1. Jamia Arabia Darul Hidayah Pesha, Naogaon (1946)
2. Jamia Islamia Arabia Mazahirul Uloom, Chittagong (1947)
3. Jamia Islamia Mahmudia, Barisal (1947)
4. Jamia Arabia Mohiul Islam Noapara, Jessore (1948)
5. Darul Hadith Madrasa, Nawabganj (1950)
6. Madrasa Madrasa, Hathazari, Chittagong (1955)
7. Hakimia Madrasa (Chittagong Tablighi Markaz Madrasa), Love Lane, Chittagong (1955)
8. Jamia Izazia Darul Uloom Rail Station, Jessore (1956)
9. Jamia Islamia Qasimul Uloom, Bogra (1960)
10. Jamia Islamia Nawabganj (1967)
11. Jamia Islamia Arabia Darul Uloom Khulna (1967)
12. Jamia Arabia Shamsul Uloom Faridpur (1969)
13. Madrasa Ihya Ul Uloom Halishahar, Chittagong (1970)
14. Darul Uloom Deyang Pahar, Daulatpur, Chittagong (1974)
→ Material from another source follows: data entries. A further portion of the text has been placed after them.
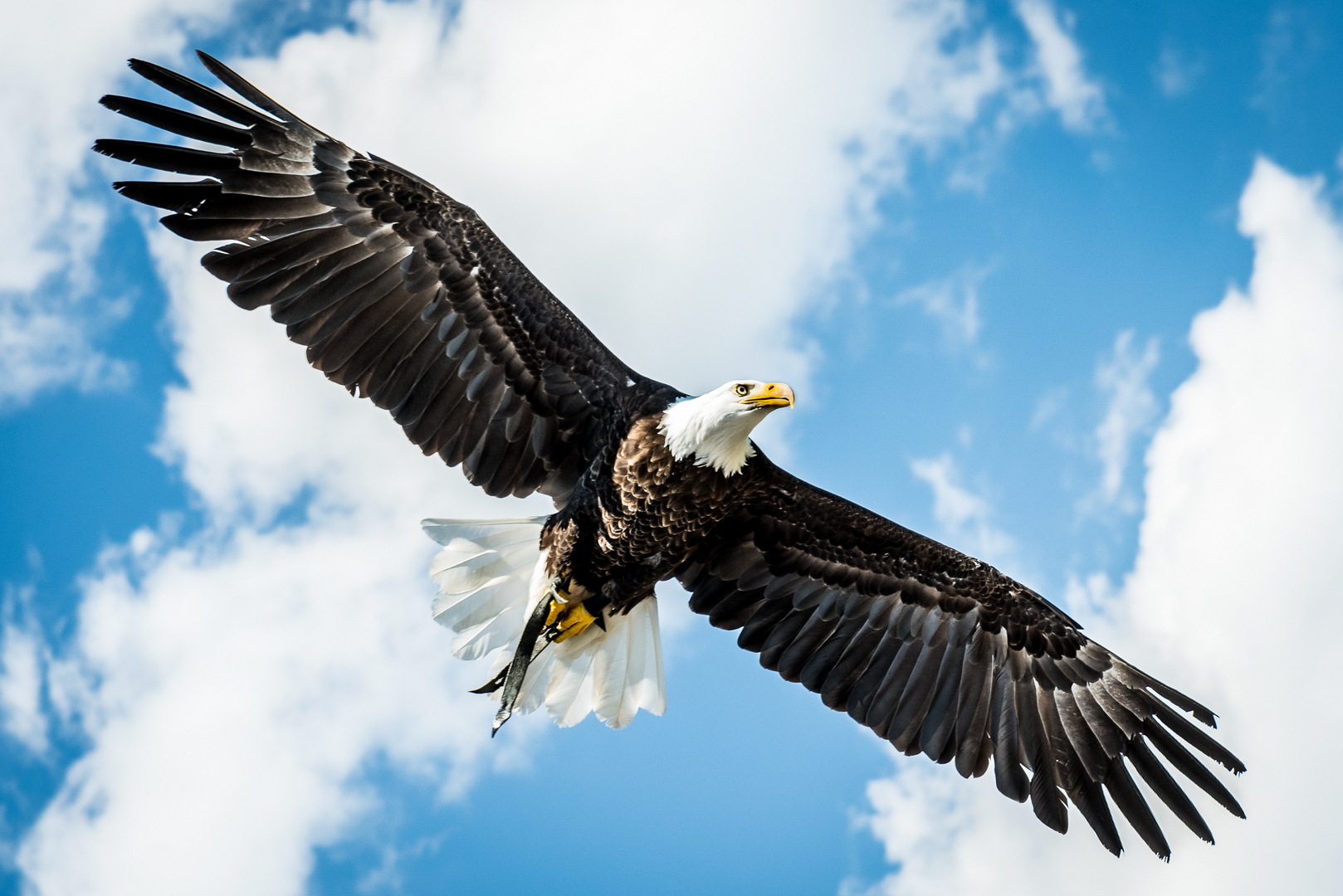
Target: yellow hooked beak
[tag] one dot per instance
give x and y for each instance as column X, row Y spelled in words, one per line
column 771, row 395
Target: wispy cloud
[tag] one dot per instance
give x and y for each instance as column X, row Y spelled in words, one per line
column 951, row 301
column 1130, row 412
column 1069, row 90
column 960, row 511
column 47, row 342
column 1175, row 71
column 1244, row 511
column 51, row 312
column 22, row 659
column 232, row 684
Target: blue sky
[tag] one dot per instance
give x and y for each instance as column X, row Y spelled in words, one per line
column 975, row 236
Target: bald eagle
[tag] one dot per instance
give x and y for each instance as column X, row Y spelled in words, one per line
column 403, row 296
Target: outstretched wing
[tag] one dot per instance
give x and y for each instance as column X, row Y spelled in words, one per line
column 943, row 655
column 398, row 290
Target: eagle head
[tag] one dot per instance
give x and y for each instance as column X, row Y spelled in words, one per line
column 716, row 427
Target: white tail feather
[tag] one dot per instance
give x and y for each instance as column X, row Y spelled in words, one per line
column 491, row 574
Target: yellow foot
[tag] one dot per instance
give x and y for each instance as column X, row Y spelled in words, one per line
column 571, row 620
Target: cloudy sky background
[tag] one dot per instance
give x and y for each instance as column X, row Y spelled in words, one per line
column 1060, row 285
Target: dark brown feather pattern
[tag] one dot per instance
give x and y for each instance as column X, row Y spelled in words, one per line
column 399, row 292
column 943, row 655
column 403, row 296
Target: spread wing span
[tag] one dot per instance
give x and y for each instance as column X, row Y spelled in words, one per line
column 943, row 655
column 399, row 292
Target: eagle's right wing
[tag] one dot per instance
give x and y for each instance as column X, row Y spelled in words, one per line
column 398, row 290
column 943, row 655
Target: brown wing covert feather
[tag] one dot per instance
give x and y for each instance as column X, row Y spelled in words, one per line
column 400, row 293
column 943, row 655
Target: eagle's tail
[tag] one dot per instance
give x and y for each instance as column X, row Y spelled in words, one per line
column 491, row 575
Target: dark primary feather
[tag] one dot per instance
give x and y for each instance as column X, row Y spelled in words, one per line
column 404, row 296
column 399, row 292
column 943, row 655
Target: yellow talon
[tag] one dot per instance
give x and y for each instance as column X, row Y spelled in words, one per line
column 574, row 621
column 556, row 609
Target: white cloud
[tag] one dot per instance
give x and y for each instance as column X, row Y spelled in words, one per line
column 701, row 158
column 45, row 342
column 962, row 514
column 1230, row 598
column 1077, row 99
column 70, row 54
column 1130, row 409
column 952, row 301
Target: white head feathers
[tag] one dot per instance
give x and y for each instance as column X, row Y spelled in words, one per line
column 716, row 426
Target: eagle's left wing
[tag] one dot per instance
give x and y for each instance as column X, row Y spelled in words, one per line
column 398, row 290
column 943, row 655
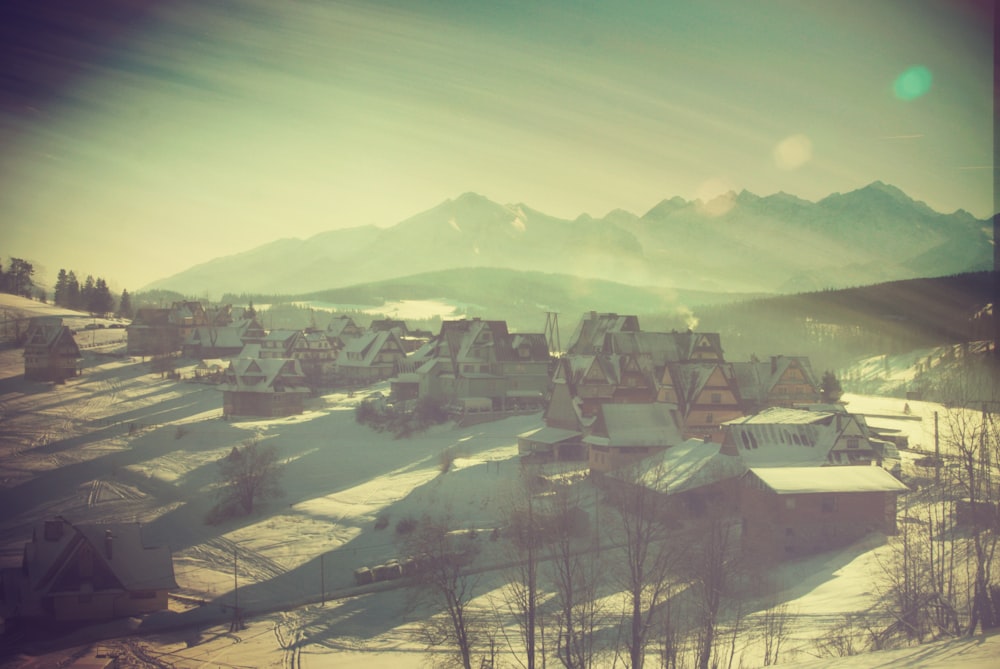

15. Madrasa Kashiful Uloom Khandaqia, Chittagong (1977)
16. Madrasa Mahmoodia Madinatul Uloom Bathua, Chittagong (1977)
17. Madrasa Mohiul Islam, Garduara, Hathazari, Chittagong (1977)
18. Muhammadia Madrasa, Hatirpul, Chandgaon, Chittagong (1980)

In response to Shah Abdul Wahhab's advice, Athar Ali Bengali established the Imdadul Uloom Madrasa in Kishoreganj in 1945. In 1956, at the initiative of Shah Abdul Wahhab, Shamsul Haque Faridpuri founded the Jamia Arabia Imdadul Uloom Faridabad madrasa in Dhaka. Shah Abdul Wahhab appointed Muhammadullah Hafezzi as its director. With his encouragement and guidance, numerous madrasahs, maktabs, mosques, and khanqahs were established in remote areas, including in the country's divisional towns.

==Death and legacy==
Shah Abdul Wahhab died on 2 June, 1982, at the age of either 87 or 88. He had five sons and eight daughters. His janaza was led by Muhammadullah Hafezzi, and he was buried at the Maqbara-e-Habibi near Masjid Noor in Hathazari.